• Andrea Zotti

La centralità delle persone tra logica evolutiva impresa e new normal

La logica evolutiva dell’impresa è determinata da decisioni di governo in grado di rispecchiare le aspettative delle diverse categorie di interlocutori sociali, denominati stakeholder; questa categoria non si estende ai soli possessori di una quota di capitale, ma anche a coloro che possono o influire sulla gestione aziendale oppure essere destinatari immediati o mediati degli atti di impresa.


Le organizzazioni, dunque, dovrebbero massimizzare il valore, per i clienti, per i dipendenti e per la comunità in generale, al contrario dei soli azionisti, risulta evidente come sia essenziale questa visione per il successo nel lungo termine e per la salute di qualsiasi azienda, la si potrebbe, quindi, definire una scelta sensata ed etica, quando lo scopo dell’impresa non si esaurisce nel profitto, ma vada ben oltre, tenendo conto di questi riferimenti etici e sociali.


L’approccio degli stakeholder afferma di essere fondato sull’idea di un’intrinseca, stretta e sinergica connessione tra etica e business.

Che valenza hanno elementi come il purpose, il valore condiviso, la corporate social responsability, la centralità delle persone e altri nobili obiettivi per guidare la trasformazione organizzativa nell’era del lavoro a distanza? Secondo Polverari la chiave per affrontare il new normal non va cercata di conseguenza nel contrapporre permanenza a cambiamento (dei modelli organizzativi d’impresa), ma comprendendo entrambi gli elementi per sviluppare una leadership più profonda e un mindset che metta i manager in condizione di affrontare qualsiasi sfida organizzativa. Aggiunge inoltre, come troppo spesso i manager entrino direttamente nel merito di questioni aziendali, dimenticando che i componenti dei loro gruppi hanno sentimenti, emozioni, necessità e prospettive personali che non possono essere trascurate.


Contestualmente alla trasformazione digitale, ripensamento dei processi critici, riorganizzazione del lavoro e degli spazi operativi, ma anche sostenibilità e inclusione, in questa fase della ripartenza, sono alcune delle sfide a cui son chiamate le aziende, tutto ciò rappresenta un passo in avanti che spesso e volentieri non sono in grado di affrontare da sole. Le imprese stanno imparando a riconoscere che insieme alla portata di competenze esclusive, abilità specifiche e inclinazioni personali, ogni collaboratore è prima di tutto l’insieme di un sistema complesso di sensibilità e bisogni. Aspetti che superano il contesto professionale e dell’engagement personale estendendosi fino alla sfera familiare.

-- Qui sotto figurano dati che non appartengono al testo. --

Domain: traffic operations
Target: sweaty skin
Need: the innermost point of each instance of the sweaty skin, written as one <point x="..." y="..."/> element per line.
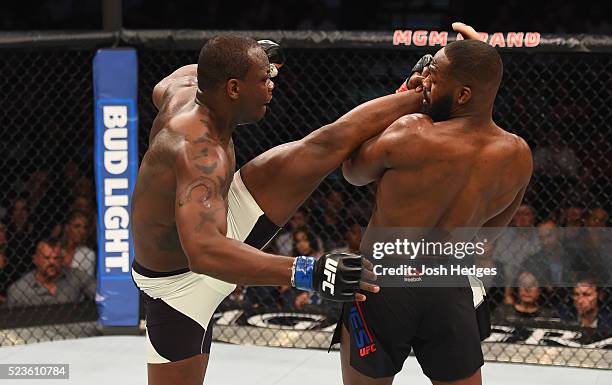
<point x="463" y="171"/>
<point x="179" y="205"/>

La pandemia è stato uno stress test per molte imprese italiane, in particolare per quelle piccole e più giovani. Le realtà più strutturate e soprattutto i top manager più visionari, reattivi e competenti hanno agito con velocità prima nel gestire la crisi e subito dopo ripensando i modelli operativi per rimanere più competitivi e avviare importanti processi di trasformazione anticipando in questo modo la ripresa.


Ripartire dalla consapevolezza che la centralità delle persone potrebbe cambiare il modo di vivere, il modello sociale ed economico, ci induce a guidare verso la consapevolezza che lo status quo che stiamo abbandonando forse non era così adattivo.

Non torneremo alla normalità proprio perché era problematica e insostenibile.